The Conversation of Eiros and Charmion

by Edgar Allan Poe


Πυρ σοι προσοισω


I will bring fire to thee.



Euripides—Androm:

EIROS.


Why do you call me Eiros?



CHARMION.


So henceforth will you always be called. You must forget, too, my earthly name, and speak to me as Charmion.


EIROS.

This is indeed no dream!


CHARMION.

Dreams are with us no more;—but of these mysteries anon. I rejoice to see you looking life-like and rational. The film of the shadow has already passed from off your eyes. Be of heart and fear nothing. Your allotted days of stupor have expired; and, to-morrow, I will myself induct you into the full joys and wonders of your novel existence.


EIROS.

True—I feel no stupor—none at all. The wild sickness and the terrible darkness have left me, and I hear no longer that mad, rushing, horrible sound, like the "voice of many waters." Yet my senses are bewildered, Charmion, with the keenness of their perception of the new.

CHARMION.

A few days will remove all this;—but I fully understand you, and feel for you.
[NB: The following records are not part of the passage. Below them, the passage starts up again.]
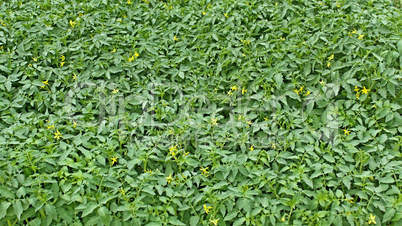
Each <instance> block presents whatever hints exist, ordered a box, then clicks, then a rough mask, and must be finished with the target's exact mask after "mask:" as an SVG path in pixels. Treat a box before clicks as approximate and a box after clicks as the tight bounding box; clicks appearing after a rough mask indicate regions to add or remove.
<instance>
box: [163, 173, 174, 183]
mask: <svg viewBox="0 0 402 226" xmlns="http://www.w3.org/2000/svg"><path fill="white" fill-rule="evenodd" d="M165 178H166V180H167V181H168V184H170V182H172V180H173V177H172V174H169V176H168V177H165Z"/></svg>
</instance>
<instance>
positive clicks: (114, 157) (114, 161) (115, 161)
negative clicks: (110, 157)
mask: <svg viewBox="0 0 402 226" xmlns="http://www.w3.org/2000/svg"><path fill="white" fill-rule="evenodd" d="M116 162H117V157H112V161H111V162H110V164H111V165H112V166H113V165H114V164H115V163H116Z"/></svg>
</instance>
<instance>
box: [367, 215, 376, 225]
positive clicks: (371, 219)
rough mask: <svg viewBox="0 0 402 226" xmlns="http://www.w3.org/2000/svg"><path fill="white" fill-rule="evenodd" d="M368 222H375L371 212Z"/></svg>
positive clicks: (375, 223)
mask: <svg viewBox="0 0 402 226" xmlns="http://www.w3.org/2000/svg"><path fill="white" fill-rule="evenodd" d="M368 223H369V224H371V223H373V224H377V222H375V216H374V215H372V214H371V213H370V219H369V222H368Z"/></svg>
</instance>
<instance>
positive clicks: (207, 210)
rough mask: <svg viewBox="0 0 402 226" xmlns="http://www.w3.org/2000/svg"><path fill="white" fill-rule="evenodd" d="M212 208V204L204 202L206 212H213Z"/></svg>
mask: <svg viewBox="0 0 402 226" xmlns="http://www.w3.org/2000/svg"><path fill="white" fill-rule="evenodd" d="M211 209H212V206H207V205H205V204H204V210H205V213H206V214H208V213H209V212H211Z"/></svg>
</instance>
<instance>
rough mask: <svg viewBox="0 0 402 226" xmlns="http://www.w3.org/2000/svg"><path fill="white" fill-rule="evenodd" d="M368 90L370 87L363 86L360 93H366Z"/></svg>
mask: <svg viewBox="0 0 402 226" xmlns="http://www.w3.org/2000/svg"><path fill="white" fill-rule="evenodd" d="M368 91H370V89H366V87H365V86H363V89H362V93H364V94H367V93H368Z"/></svg>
It is now ten earthly years since I underwent what you undergo—yet the remembrance of it hangs by me still. You have now suffered all of pain, however, which you will suffer in Aidenn.


EIROS.

In Aidenn?


CHARMION.

In Aidenn.


EIROS.

Oh, God!—pity me, Charmion!—I am overburthened with the majesty of all things—of the unknown now known—of the speculative Future merged in the august and certain Present.